To our knowledge, the ADRs of azithromycin as MDA in children have not been evaluated in previous systematic reviews [46]. For azithromycin not as MDA, cardiac toxicity of azithromycin has been a concern for a long time. Previous studies and reviews found the risk of azithromycin appears to depend on age and prior cardiovascular risk in adults. However, none of them evaluated the risk in pediatric patients. In our review, cardiac adverse events were found in pediatric patients, but the difference between the azithromycin group and the control group was not significant in most of the studies. Only one study found a statistically significant increase in QT prolongation, but this study involved weekly administration of azithromycin for 6 months and only children who received azithromycin received ECGs [35]. Additionally, the data from some studies must be questioned because the method for safety surveillance was poorly reported [26, 27, 35]. Future studies in pediatric patients should be conscious of using robust methods for safety monitoring.

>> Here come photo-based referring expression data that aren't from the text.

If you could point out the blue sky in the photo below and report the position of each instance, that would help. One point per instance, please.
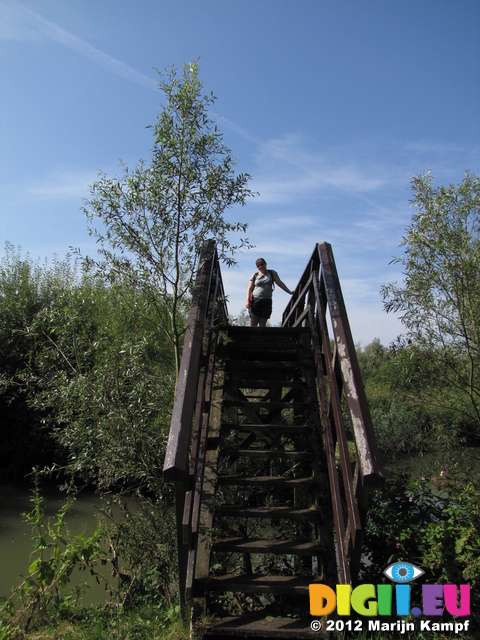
(330, 105)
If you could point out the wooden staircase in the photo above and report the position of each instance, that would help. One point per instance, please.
(266, 532)
(272, 453)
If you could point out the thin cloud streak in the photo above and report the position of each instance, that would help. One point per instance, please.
(63, 37)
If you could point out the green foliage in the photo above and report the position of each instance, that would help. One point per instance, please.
(26, 288)
(84, 362)
(45, 593)
(155, 219)
(432, 522)
(412, 410)
(439, 300)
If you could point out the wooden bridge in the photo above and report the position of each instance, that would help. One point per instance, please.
(272, 452)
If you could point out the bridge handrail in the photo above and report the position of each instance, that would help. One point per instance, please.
(330, 298)
(317, 293)
(208, 306)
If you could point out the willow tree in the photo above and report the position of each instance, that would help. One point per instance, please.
(439, 298)
(155, 218)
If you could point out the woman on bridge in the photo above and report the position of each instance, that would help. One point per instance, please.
(259, 293)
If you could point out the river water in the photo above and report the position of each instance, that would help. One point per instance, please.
(16, 536)
(16, 542)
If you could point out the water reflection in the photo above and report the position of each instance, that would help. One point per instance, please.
(16, 535)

Previous studies have demonstrated the association between erythromycin exposure early in life and IHPS [47,48,49,50,51,52]. Only one retrospective study was found in our review that evaluated the association between azithromycin and IHPS. Since azithromycin and erythromycin are slightly different in molecular structure, further studies are required to determine the relationship between early exposure to azithromycin in life and IHPS [12]. The risk of IHPS following MDA is unknown and should be considered in future studies of MDA. However, prospective surveillance following MDA with larger numbers of patients is more likely to be beneficial.

Conclusion

The main ADRs of azithromycin whether used as MDA or not were gastrointestinal, specifically diarrhea, abdominal pain, and vomiting. For azithromycin not as MDA, the most serious toxicities were cardiac adverse reactions and IHPS. Increasing dose proved to increase the risk of ADRs.